By Mark McGraw | The Campus Gypsy
No one in the Men’s “C” group looked back or missed a pedal stroke when we heard the stomach-churning sounds of lycra-encased flesh and a carbon fiber bicycle hitting gravel at speed. It was too early for sentimentality. We were on the first of four eleven-mile laps of a collegiate road race. There were still many tactical moves to be played, much gravel to churn through, and endless pain to be meted out and endured over the next two hours. This was Tunis-Roubaix, the Texas A&M Cycling Team-sponsored event famous for sending unsuspecting riders down tennis ball-sized gravel roads (I believe this year’s course was actually much, much tamer than in years past). What wasn’t tame was the weather: about 52 degrees with a 17 knot north wind gusting to 25 and intermittent rain.
I took my own advice after the UT races last week and stayed at or near the front for the first lap and a quarter. But when a couple of guys took off the front on the long stretch down I and Gn road with the tailwind blasting behind us, I didn’t react quickly enough. The couple of guys in front of me materialized into 8 in a lead group and I couldn’t catch them. The course soon turned us back into the wind and I was looking for a wheel to suck and losing ground to the lead group. I eventually joined a small group with Austin Marshall from our team, Ian from UT, a dude from U of H bundled up like he was doing Itidarod, and occasionally, the spaceman from Texas State with the old-school bike, green tennies and platform pedals. By the final lap Ian from UT had flatted, the U of H guy was smoked, and Austin and I worked as a group of 2 to trudge through the wind. I finished 8th in the 44 mile road race feeling like I had been eaten by a billy goat and crapped over a cliff, but a little smarter and maybe a little stronger. I’ve got to get to where I can more rapidly get up to a higher speed (sounds like a very basic concept of “racing” doesn’t it?). At least this time I didn’t take the corners like Grandma Moses.
Best sights of the morning:
-Looking around seeing about 125 people shivering in the cold wind before the races started. Most people had a look on their faces like they’d rather be wading naked through fiberglass insulation.
– The real bossy guy from OU who wanted to tell everybody else how to ride flatting at the beginning of the second lap.
– My hero Willie Allen riding up to participate in the alumni division in his A&M jersey from the Pleistocene epoch. He rode up to me as giddy as a new cheerleader brandishing his race number. It was 666. I attached his numbers to the few remaining patches of material that would take a pin. And he rode like hell. Like always.
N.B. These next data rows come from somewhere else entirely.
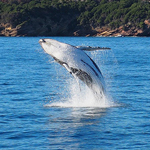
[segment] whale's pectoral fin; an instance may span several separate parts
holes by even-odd
[[[77,69],[77,68],[72,68],[69,67],[67,64],[63,64],[63,66],[70,72],[70,74],[73,75],[73,77],[77,80],[78,84],[79,81],[78,79],[80,79],[81,81],[83,81],[88,87],[91,88],[92,86],[92,78],[90,75],[88,75],[85,71],[82,71],[81,69]],[[78,78],[78,79],[77,79]]]
[[[70,68],[71,73],[74,77],[78,77],[81,81],[83,81],[88,87],[92,86],[92,78],[85,71],[77,68]]]
[[[85,50],[85,51],[111,50],[111,48],[109,48],[109,47],[76,46],[76,48],[79,48],[79,49]]]

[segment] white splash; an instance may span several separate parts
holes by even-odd
[[[94,56],[92,54],[92,56]],[[104,55],[104,54],[103,54]],[[96,57],[96,55],[95,55]],[[58,69],[58,68],[57,68]],[[106,87],[107,88],[107,87]],[[45,105],[46,107],[98,107],[108,108],[115,107],[113,99],[109,94],[106,94],[102,99],[96,99],[92,91],[81,81],[76,81],[72,76],[67,79],[65,85],[66,94],[62,94],[62,98],[59,101],[52,101]],[[64,97],[63,97],[64,96]]]

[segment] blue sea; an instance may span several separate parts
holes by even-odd
[[[47,37],[111,48],[87,52],[105,78],[106,106],[44,53],[41,38],[0,37],[0,149],[150,149],[150,38]]]

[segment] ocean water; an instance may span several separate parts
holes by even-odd
[[[0,149],[150,149],[150,38],[49,37],[88,52],[106,82],[95,103],[45,54],[43,37],[0,37]]]

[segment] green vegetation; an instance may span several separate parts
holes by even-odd
[[[129,25],[144,29],[150,19],[148,0],[3,0],[0,1],[0,23],[13,27],[31,18],[50,17],[57,22],[62,16],[76,15],[77,26],[107,26],[115,29]]]

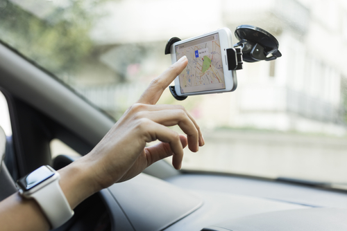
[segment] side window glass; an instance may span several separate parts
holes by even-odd
[[[6,149],[5,154],[5,164],[6,165],[8,172],[11,174],[12,178],[16,181],[18,176],[16,164],[15,156],[13,150],[12,139],[12,128],[10,118],[10,113],[8,111],[8,104],[6,98],[0,91],[0,127],[5,131],[6,135]]]
[[[0,127],[3,129],[7,137],[12,136],[11,123],[8,106],[3,94],[0,91]]]
[[[78,152],[59,139],[53,139],[49,146],[52,159],[62,154],[71,156],[81,156]]]

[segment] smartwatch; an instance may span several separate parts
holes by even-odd
[[[54,229],[74,215],[74,210],[59,185],[60,175],[49,165],[44,165],[17,181],[19,194],[33,198]]]

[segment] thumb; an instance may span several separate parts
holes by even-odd
[[[182,147],[185,148],[188,144],[187,137],[184,135],[180,135],[180,140],[182,143]],[[158,160],[160,160],[174,154],[174,152],[170,148],[170,145],[167,142],[160,142],[155,145],[146,147],[145,153],[147,156],[147,160],[149,160],[147,167]]]

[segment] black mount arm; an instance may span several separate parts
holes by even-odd
[[[228,69],[242,69],[243,61],[255,62],[262,60],[271,61],[282,56],[278,50],[280,46],[277,39],[267,31],[251,25],[240,25],[235,32],[239,40],[233,48],[226,49]],[[171,37],[165,46],[165,55],[170,54],[172,44],[181,41],[177,37]],[[187,96],[178,96],[174,86],[169,86],[172,95],[177,100],[184,100]]]

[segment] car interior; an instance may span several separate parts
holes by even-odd
[[[81,155],[115,121],[53,75],[0,44],[0,91],[12,138],[0,129],[0,200],[15,182],[43,165],[58,169],[76,160],[52,159],[57,138]],[[176,170],[164,160],[80,204],[56,230],[347,230],[347,194],[312,182]]]

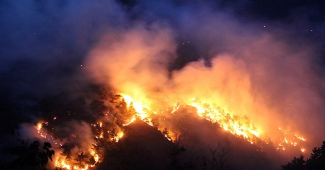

The 12 mile time trial in the afternoon was also grueling. Winds were up to 30 knots by the time we were going out at :30 second intervals. We had the tremendous tailwind in the first half of the out-and-back course before rounding a cone and bouncing off what could best be described as a “wind trampoline”. In the time trial it’s illegal to draft behind another rider, so you’re on your own against the wind and left to sort through your own discomfort and self doubt if things aren’t going well. I got 14thout of 31 riders in the C’s, which was not as good as I hoped for.
A few things kept it from all being too serious:
– One of our guys riding the time trial in BMX gear, complete with face-shielded helmet.
– Somebody competing on a mountain bike wearing a big sleeveless t-shirt that billowed behind him like the mizzen mast on a schooner.
– The elaborate warm-up routine of one of my teammates which includes an hour on the trainer at 130 rpm, pre-race tunes, bike yoga, lighting candles, incantations and offerings of incense to Eddy Merckx.
That night we had an alumni dinner catered by Johnny Carinos – a really nice event that included a display of old A&M Cycling team gear and jerseys. John Young, the father of one of our team guys, Pierce, brought in a lot of his old stuff from the late 70’s to show us. It was great to get to talk to him, see the pictures and hear the stories.
All in all, a great, unforgettable Saturday.